Había
hecho mucho dinero, tanto que eso le permitió lavar de sangre sus apellidos y
ese pasado que lo perseguía. Dinero, dinero. Muchos dólares para enjuagar
ayeres salpicados, inundados, con huellas rojas y olor a pólvora y cempasúchil
podrido. Para eso servían los billetes y esa trayectoria que él presumía
impoluta, lejos de sus padres, tíos y abuelos. Tal como le convenía.
Como
parte de ese proceso de quitarle tajadas al desprestigio, le puso muchas ganas
a la escuela. Estudió hasta profesional y luego un posgrado: su perfil era de
inversiones, presupuestos, políticas públicas, rendición de cuentas y algunos
asuntos de carácter fiscal. Alumno de dieces y exenciones. Sus notas eran
notables y así se lo hacían saber los maestros, cuando calificaban sus ensayos
y exámenes.
Bien
parecido, tenía pegue con las morras. Lo seguían y asediaban: guapo, con mucho
dinero, un convertible en la cochera, de esos que solo muerden el asfalto los
fines de semana, alto, güerito y simpático, además de inteligente. Su fama lo
hizo un hombre sin ayeres: trabajador, honesto, servidor, bien preparado y con
un chingo de lana.
Le
endulzaron el oído para que le entrara a la política.

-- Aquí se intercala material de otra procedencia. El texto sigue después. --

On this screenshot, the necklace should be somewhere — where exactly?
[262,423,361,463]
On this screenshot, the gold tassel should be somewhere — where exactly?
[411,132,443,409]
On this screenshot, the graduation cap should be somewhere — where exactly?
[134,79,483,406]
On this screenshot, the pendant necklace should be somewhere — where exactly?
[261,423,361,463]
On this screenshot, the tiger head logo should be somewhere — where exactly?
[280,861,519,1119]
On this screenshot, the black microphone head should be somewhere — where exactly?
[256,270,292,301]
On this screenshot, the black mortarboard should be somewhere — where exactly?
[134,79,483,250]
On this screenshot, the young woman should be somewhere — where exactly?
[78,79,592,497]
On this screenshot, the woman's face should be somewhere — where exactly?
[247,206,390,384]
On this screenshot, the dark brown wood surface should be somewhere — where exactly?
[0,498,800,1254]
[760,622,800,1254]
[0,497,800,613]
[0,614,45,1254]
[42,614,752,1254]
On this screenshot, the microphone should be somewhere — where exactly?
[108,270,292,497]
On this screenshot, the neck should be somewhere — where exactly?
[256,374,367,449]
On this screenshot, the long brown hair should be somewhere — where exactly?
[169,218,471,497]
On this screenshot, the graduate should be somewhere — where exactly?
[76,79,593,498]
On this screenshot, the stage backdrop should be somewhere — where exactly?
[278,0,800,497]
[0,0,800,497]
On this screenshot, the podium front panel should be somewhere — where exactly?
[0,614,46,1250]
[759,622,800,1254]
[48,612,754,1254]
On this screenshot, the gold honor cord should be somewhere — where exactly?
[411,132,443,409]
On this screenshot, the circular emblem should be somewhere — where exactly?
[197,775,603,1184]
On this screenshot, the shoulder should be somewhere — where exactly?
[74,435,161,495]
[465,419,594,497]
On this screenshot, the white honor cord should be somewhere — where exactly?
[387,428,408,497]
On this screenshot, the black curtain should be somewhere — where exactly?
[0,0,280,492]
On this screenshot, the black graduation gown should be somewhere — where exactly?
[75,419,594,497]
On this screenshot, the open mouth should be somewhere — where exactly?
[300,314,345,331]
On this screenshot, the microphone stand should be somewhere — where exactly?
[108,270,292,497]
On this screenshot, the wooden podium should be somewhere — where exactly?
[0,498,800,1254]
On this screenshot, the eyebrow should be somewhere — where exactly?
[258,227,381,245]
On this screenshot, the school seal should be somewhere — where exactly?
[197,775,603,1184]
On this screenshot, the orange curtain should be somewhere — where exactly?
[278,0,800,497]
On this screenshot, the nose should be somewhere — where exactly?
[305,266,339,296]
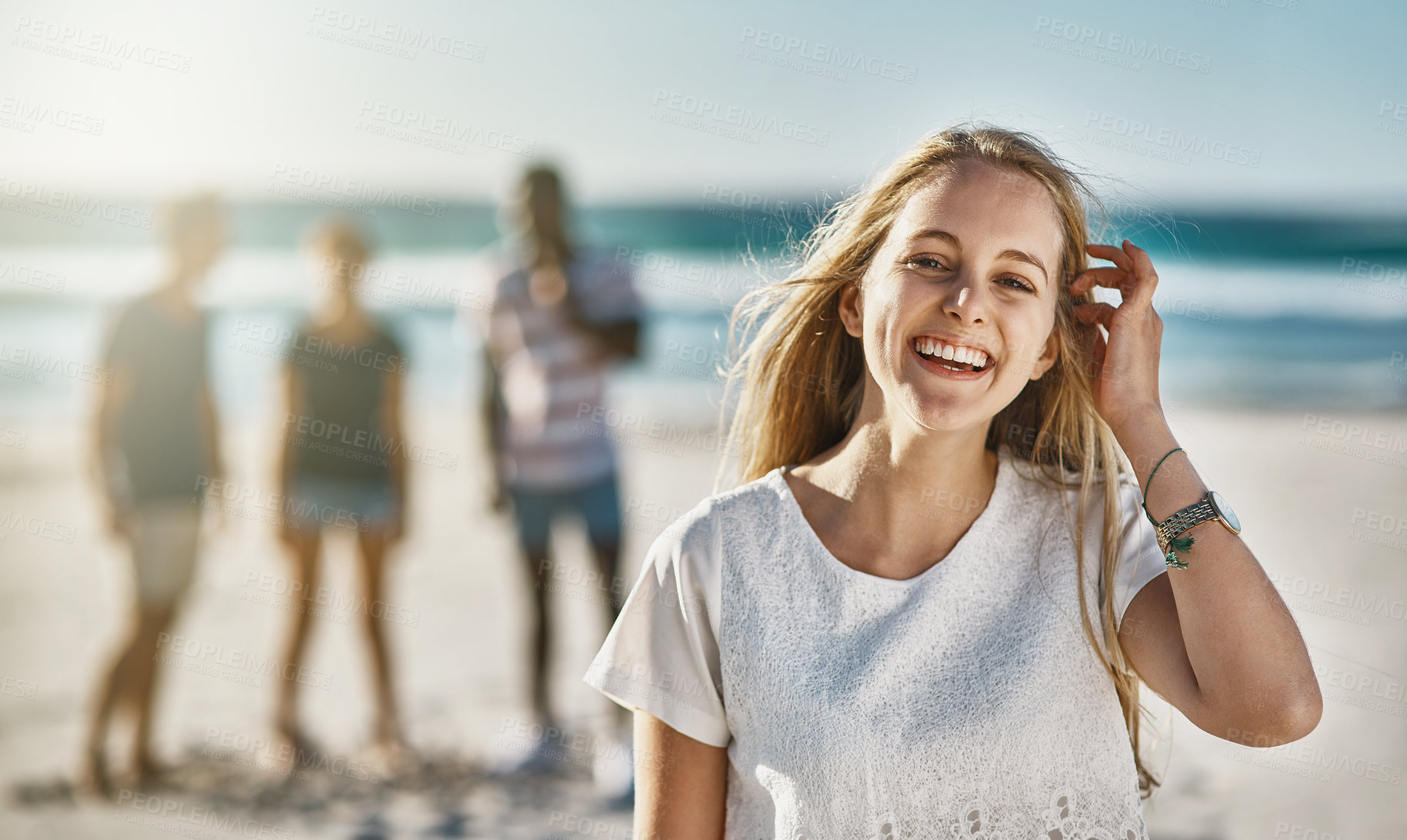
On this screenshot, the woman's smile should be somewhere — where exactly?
[909,342,995,380]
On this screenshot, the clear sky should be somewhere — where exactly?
[0,0,1407,210]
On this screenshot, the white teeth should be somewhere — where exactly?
[913,338,988,368]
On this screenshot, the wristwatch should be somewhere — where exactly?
[1144,490,1241,568]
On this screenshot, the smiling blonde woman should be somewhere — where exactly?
[585,125,1322,840]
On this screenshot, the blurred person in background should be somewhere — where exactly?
[80,193,225,794]
[275,221,407,770]
[482,166,642,794]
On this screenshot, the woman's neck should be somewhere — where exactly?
[789,418,998,580]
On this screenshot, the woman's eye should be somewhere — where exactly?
[999,275,1035,292]
[906,256,1035,292]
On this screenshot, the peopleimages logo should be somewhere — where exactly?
[653,87,830,146]
[1035,14,1212,73]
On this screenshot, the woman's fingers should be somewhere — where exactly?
[1069,266,1129,294]
[1124,239,1158,308]
[1085,239,1134,272]
[1075,302,1115,326]
[1069,239,1158,309]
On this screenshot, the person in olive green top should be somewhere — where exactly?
[78,194,224,794]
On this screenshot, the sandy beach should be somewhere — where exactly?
[0,405,1407,840]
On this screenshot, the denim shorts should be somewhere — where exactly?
[509,472,621,557]
[283,475,395,531]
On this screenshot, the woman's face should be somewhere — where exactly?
[840,161,1062,431]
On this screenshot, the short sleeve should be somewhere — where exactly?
[582,508,732,747]
[577,249,642,324]
[1113,478,1168,625]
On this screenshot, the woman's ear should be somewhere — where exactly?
[839,280,865,338]
[1032,326,1059,380]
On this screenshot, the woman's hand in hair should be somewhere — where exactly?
[1069,239,1162,435]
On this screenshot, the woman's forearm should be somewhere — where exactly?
[1115,409,1322,740]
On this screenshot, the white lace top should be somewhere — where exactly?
[584,445,1166,840]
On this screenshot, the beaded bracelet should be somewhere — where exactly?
[1139,446,1192,568]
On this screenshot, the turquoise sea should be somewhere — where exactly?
[0,202,1407,425]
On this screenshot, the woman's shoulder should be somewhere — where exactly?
[655,468,782,553]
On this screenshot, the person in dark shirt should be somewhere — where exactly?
[275,221,407,768]
[80,194,224,794]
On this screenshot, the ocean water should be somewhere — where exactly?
[0,202,1407,426]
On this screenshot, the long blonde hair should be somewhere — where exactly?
[715,124,1161,798]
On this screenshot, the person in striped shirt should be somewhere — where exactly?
[484,166,642,793]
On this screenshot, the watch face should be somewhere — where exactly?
[1212,490,1241,533]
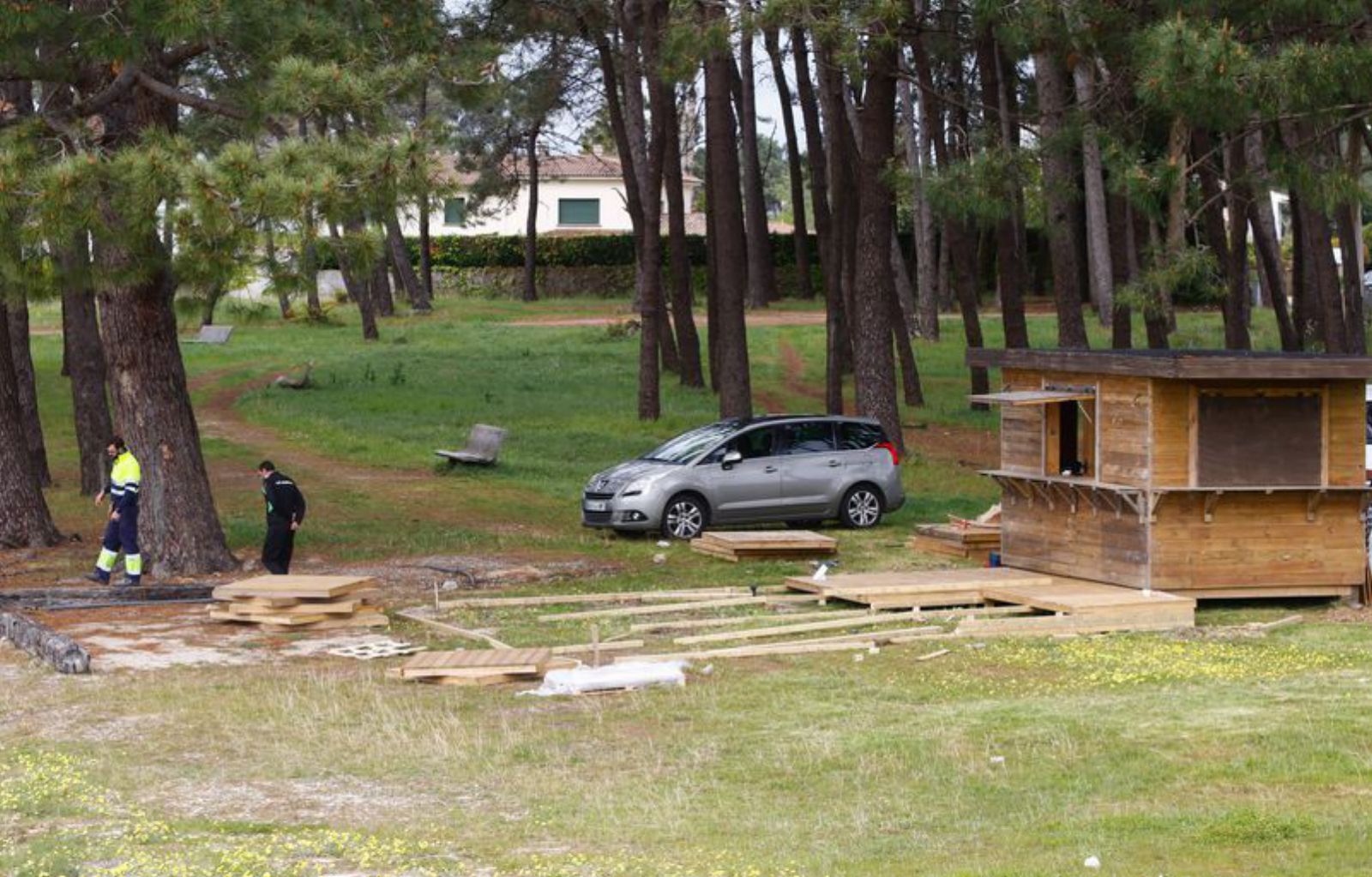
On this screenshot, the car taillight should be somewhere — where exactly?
[874,442,900,466]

Se acercó con poderosos
del mundo político y de brincar de un lado a otro, besar las huellas y oler y
aguantar gases ajenos, le anunciaron que le iban a dar una delegación del
gobierno federal, de esas que atienden a los pobres, destinan subsidios,
impulsan el desarrollo social y la entrega de despensas y becas.
Tuvo
que mediar en un diferendo que tenían campesinos, en una comunidad rural. La
otra parte era poderosa. Antes de la audiencia entre los involucrados, él
recibió al representante de los adinerados. Le llevó dos maletines. Se mojó los
labios, saboreando. Dinero sucio, musitó. Mi especialidad. Cuando se reunieron,
les dio la contra a los ejidatarios: el resolutivo iba como se lo habían
pedido, pero con manchas rojas, apenas perceptibles, entre las letras negras
del documento.
Al
concluir la reunión, uno de los campesinos se le acercó. Le dijo que era un
corrupto, que sabía que se había vendido a cambio de una fuerte suma de dinero:
no te alcanzará la vida para gastártelo, mijito. El hombre salió de la oficina
detrás de los otros y él se quedó con esa sonrisa completa, de pasta dental.
Salió
a su hora y abordó el carro negro. Iba luminoso y triunfante, acariciando los
fajos de billetes, apretados con ligas. Pensó en comprarse otro automóvil, irse
de viaje con sus mujeres, adquirir ropa, ahorrar o poner un negocio. En la
cochera de su casa lo esperaban: tres balazos en tetillas y cabeza. Sus mujeres
le lloraron. El campesino ni siquiera sonrió.